Research question and methodology
The central research question is: "How can we minimize over-allocation of compute resources in cloud-native orchestration platforms without degrading performance?" This question is particularly relevant, given that more than 65% of containers deployed with Kubernetes use less than half of their allocated CPU and memory resources. The research uses a quantitative methodology and analyzes metrics such as CPU utilization, memory utilization, disk I/O, network I/O, CPU throttling, out-of-memory errors, and end-to-end latency. It explicitly takes into account multiple dimensions of resource contention, beyond just CPU and memory.
Research design and techniques
The study introduces a two-phase predictive vertical scaling mechanism that combines kernel-level telemetry with online learning algorithms. In the first phase, holistic metrics are collected—ranging from kernel-level run-queue latency and block I/O stalls to container-level CPU and memory usage—and fed into a calibrated Random Forest classifier. This classifier generates a performance degradation likelihood score. In the second phase, a contextual multi-armed bandit algorithm uses this degradation estimate, along with current utilization metrics, to learn over successive iterations how CPU and memory allocations should be adjusted. This involves striking a balance between resource savings and performance risk.
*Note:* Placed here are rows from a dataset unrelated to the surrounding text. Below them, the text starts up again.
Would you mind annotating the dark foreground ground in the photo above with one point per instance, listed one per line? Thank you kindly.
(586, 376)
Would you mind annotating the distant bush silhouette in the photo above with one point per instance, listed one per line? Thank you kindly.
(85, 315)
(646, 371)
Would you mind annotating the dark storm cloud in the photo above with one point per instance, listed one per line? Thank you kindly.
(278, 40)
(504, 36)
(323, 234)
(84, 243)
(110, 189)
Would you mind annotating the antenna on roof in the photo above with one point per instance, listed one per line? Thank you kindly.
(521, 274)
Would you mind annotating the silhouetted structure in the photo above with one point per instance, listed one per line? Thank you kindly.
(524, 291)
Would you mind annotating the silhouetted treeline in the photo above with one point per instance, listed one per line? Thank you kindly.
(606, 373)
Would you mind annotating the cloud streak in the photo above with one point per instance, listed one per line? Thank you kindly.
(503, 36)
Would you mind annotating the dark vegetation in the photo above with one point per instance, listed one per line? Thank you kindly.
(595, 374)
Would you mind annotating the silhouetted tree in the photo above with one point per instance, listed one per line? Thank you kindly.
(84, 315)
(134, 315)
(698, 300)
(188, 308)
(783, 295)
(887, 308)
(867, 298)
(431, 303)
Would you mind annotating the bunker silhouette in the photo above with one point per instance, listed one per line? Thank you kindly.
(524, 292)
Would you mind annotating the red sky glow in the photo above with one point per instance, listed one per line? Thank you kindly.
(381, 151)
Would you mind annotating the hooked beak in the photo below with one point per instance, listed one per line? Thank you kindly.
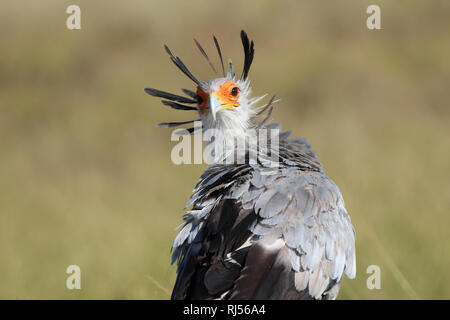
(214, 105)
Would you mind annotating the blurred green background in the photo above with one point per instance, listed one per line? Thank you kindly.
(86, 177)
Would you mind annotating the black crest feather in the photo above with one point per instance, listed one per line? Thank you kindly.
(168, 96)
(249, 52)
(220, 54)
(177, 61)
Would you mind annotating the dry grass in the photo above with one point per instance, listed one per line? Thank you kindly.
(86, 178)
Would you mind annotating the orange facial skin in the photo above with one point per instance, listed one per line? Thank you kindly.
(228, 94)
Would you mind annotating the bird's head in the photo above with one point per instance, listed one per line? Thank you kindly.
(222, 103)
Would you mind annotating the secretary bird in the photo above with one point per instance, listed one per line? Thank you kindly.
(260, 226)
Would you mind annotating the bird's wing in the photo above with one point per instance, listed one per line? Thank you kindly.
(281, 236)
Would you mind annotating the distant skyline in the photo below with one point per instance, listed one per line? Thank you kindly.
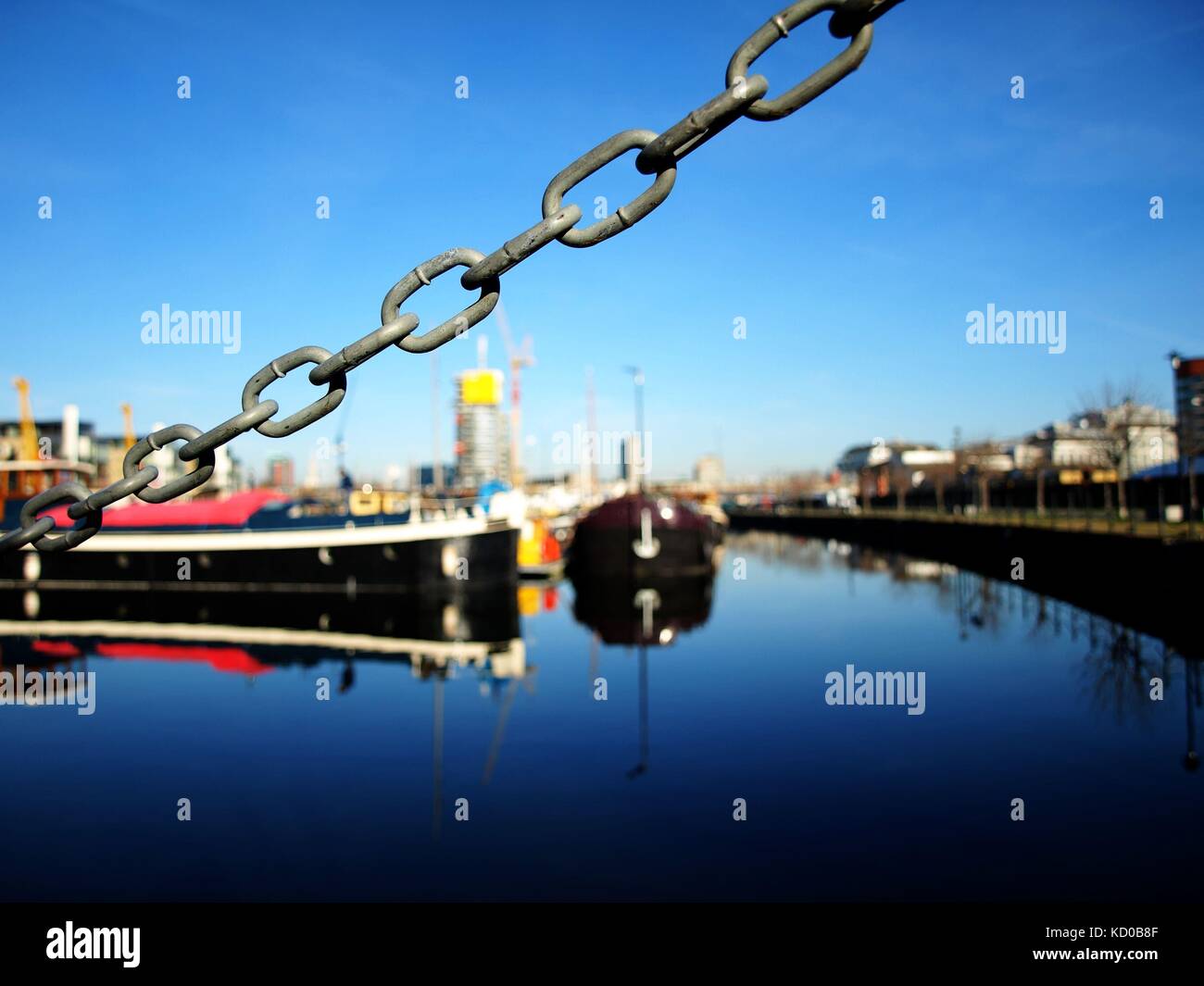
(855, 328)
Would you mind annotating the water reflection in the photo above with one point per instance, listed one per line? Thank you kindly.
(715, 692)
(1119, 664)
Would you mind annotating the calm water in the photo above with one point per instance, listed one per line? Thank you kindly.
(633, 797)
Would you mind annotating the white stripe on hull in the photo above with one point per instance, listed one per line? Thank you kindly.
(183, 542)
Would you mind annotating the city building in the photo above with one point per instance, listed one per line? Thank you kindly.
(482, 436)
(280, 472)
(709, 471)
(1128, 437)
(883, 468)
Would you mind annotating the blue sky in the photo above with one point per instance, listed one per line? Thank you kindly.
(855, 328)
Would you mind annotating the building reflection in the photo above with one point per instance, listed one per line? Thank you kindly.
(643, 614)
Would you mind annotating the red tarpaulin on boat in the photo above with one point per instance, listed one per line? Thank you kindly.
(233, 509)
(232, 658)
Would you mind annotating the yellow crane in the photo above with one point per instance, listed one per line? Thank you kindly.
(28, 429)
(131, 437)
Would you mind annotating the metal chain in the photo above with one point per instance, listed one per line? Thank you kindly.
(658, 155)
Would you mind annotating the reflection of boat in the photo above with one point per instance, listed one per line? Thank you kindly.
(650, 612)
(256, 542)
(639, 536)
(645, 613)
(270, 628)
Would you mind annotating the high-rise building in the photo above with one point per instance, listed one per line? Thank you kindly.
(482, 437)
(280, 471)
(709, 471)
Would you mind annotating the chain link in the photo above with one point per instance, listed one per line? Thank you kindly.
(658, 155)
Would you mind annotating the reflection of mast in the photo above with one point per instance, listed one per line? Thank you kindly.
(642, 767)
(502, 717)
(1192, 689)
(437, 744)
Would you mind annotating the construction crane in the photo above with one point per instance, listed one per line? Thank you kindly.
(128, 417)
(29, 481)
(518, 359)
(28, 429)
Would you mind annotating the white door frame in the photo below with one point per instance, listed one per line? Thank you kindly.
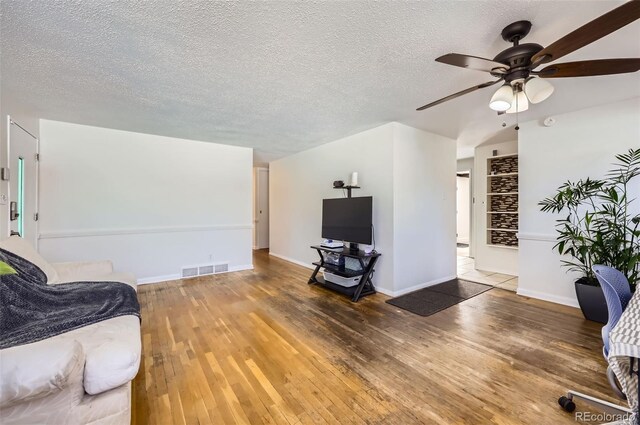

The framework has been implemented on Kubernetes and evaluated against industry standards, including the Vertical Pod Autoscaler and SHOWAR.
Results: resource savings versus performance and stability considerations
The results paint a nuanced picture of optimization considerations. The proposed mechanism eliminated all out-of-memory errors in both benchmark applications tested (Google Cloud Online Boutique and Train Ticket), while existing state-of-the-art solutions exhibited multiple OOM failures. In addition, up to 3x less CPU throttling was achieved compared to these solutions, while maintaining a similar level of CPU resource allocation.
However, these gains come with trade-offs. The approach exhibits higher end-to-end latency than simpler existing solutions, likely due to the overhead introduced by frequent resource adjustments and kernel-level instrumentation.
Implications and future research
The research highlights the close correlation between resource efficiency and application stability in containerized environments. Although the proposed mechanism excels at preventing performance degradation thanks to its predictive capabilities, it entails significant overhead in terms of CPU and memory usage for monitoring and decision-making components. The findings show that no single autoscaling configuration is universally optimal. Operators must consciously choose where their systems lie on the curve between aggressive resource optimization and conservative performance protection.
Future research could focus on reducing the overhead of kernel-level instrumentation, optimizing the granularity of scaling actions, and integrating this approach with horizontal autoscaling to achieve more holistic resource management strategies.